First principal component direction: about (0.74, 0.66). It captures 97.5% of the cloud's total variance. Tighten the scatter and that number climbs toward 100% (the data becomes nearly one-dimensional); loosen it and the cloud rounds out so no single direction dominates.

Why this is everywhere

PCA is the workhorse of dimensionality reduction. Faces, gene expression, word counts — data living in thousands of dimensions often really varies along just a handful. Keep the top few principal components and you can compress, denoise, and visualize it, throwing away the directions that were mostly noise.

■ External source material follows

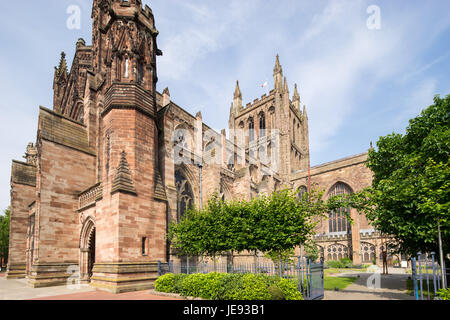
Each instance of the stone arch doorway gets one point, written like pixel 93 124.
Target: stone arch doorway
pixel 87 250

The same eigenvector idea — find the directions a matrix stretches the most — turns up again and again: in the SVD that compresses images (Module 1), in PageRank, in the normal modes of a vibrating structure. Variance points the way.

Appendix

The MIT lecture computes PCA with LinearAlgebra eigensolvers over Images/Plots. WebAssembly can't run that stack in the browser, so we build the 2x2 covariance by hand and extract its top eigenvector with a few rounds of power iteration, drawing with WasmMakie. For two dimensions this converges in a blink and matches the exact answer.